Wiele wskazuje na to, że odbędą się tegoroczne zawody z cyklu Letniej Grand Prix. Rywalizacja odbędzie się też w Wiśle.
Początkowo wydawało się, że w związku z panująca w świecie pandemią koronawirusa ciężko będzie rozegrać zawody na skoczni im. Adama Małysza.
– Nie zorganizujemy zawodów bez kibiców. Interesuje nas tylko impreza z widzami – mówił dla skijumping.pl sekretarz generalny w PZN, Jan Winkiel.
Wśród ekspertów pojawiały się jednak głosy, że warto przeprowadzić zawody. – Chciałbym, żeby te zawody się odbyły – mówił dla skijumper.pl Adam Niżnik.
– Rozumiem, że zawodnicy chcą konkursów.
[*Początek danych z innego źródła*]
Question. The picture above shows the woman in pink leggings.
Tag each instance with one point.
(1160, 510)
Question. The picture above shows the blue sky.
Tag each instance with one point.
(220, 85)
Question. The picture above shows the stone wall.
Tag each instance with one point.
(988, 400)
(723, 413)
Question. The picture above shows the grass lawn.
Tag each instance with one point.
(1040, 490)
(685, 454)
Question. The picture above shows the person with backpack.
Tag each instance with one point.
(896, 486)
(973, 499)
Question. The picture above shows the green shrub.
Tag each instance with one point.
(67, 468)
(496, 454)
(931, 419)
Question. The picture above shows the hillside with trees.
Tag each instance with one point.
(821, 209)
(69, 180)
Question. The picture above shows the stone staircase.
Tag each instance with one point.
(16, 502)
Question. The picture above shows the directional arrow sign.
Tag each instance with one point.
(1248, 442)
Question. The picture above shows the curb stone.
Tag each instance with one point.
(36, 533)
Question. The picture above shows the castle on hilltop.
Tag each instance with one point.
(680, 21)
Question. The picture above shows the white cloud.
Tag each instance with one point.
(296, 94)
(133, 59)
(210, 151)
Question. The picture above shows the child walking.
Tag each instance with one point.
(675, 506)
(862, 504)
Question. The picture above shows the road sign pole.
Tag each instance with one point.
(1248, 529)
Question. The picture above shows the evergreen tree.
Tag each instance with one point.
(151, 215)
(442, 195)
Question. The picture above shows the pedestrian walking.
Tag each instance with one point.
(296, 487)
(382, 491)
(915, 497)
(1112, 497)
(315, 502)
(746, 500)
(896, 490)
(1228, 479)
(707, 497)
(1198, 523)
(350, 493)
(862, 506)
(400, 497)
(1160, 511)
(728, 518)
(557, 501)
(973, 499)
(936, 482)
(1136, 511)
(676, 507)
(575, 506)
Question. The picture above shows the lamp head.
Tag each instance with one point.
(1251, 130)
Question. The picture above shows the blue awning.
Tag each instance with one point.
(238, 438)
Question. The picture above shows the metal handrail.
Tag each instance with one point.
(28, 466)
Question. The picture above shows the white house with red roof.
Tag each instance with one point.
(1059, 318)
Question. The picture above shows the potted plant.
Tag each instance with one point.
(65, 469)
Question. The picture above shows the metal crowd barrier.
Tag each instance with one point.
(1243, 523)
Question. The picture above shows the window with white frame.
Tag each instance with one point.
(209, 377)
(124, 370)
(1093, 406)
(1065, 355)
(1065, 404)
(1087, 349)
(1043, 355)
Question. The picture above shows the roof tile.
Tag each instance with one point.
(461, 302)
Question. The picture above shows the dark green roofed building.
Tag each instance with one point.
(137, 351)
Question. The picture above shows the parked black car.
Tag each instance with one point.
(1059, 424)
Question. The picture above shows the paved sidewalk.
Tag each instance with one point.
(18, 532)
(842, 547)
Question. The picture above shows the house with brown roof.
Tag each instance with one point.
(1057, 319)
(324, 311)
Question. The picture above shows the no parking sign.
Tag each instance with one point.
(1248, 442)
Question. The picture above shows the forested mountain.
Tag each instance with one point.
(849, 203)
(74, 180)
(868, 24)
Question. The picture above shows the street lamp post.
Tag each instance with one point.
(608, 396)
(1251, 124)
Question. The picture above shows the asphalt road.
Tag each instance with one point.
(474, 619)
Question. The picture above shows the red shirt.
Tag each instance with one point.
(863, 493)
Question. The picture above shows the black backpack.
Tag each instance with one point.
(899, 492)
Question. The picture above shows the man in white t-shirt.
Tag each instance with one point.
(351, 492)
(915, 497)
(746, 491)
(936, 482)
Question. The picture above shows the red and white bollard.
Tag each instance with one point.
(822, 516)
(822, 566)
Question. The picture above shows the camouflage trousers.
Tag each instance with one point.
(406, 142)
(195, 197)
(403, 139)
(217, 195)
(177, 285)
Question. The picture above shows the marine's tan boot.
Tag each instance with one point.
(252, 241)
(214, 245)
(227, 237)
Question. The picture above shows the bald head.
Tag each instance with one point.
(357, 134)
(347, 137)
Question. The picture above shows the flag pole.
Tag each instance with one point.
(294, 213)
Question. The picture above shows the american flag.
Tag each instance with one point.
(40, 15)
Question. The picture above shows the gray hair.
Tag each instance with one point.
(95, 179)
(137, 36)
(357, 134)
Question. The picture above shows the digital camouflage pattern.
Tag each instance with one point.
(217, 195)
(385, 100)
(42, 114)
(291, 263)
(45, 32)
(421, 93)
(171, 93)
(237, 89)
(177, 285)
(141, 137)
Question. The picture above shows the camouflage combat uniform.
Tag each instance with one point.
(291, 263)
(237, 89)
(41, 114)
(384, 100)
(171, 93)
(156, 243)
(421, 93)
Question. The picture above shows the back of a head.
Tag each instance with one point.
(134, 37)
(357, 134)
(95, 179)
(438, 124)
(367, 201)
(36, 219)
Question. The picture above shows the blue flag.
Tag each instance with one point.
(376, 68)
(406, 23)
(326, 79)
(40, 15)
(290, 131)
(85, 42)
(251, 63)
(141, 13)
To ich praca, chcą ją wykonywać. Trzymam kciuki, żeby się to udało – tłumaczył zaś dziennikarz Przeglądu Sportowego, Kamil Wolnicki.
Początkowo zmagania w Wiśle miały zostać przeprowadzone w dniach 18-19 lipca bieżącego roku. W związku z koronawirusem termin ten przesunięto na 22-23 sierpnia, który wciąż uważany jest za aktualny. Po dzisiejszej konferencji FIS okazało się, że Wisła może otrzymać rezerwowy termin 19-20 września.
– Będziemy chyba sterować w tę stronę, bo wrzesień byłby bezpieczniejszy do organizacji – komentuje dla SkokiPolska.pl dyrektor skoczni w Wiśle, Andrzej Wąsowicz.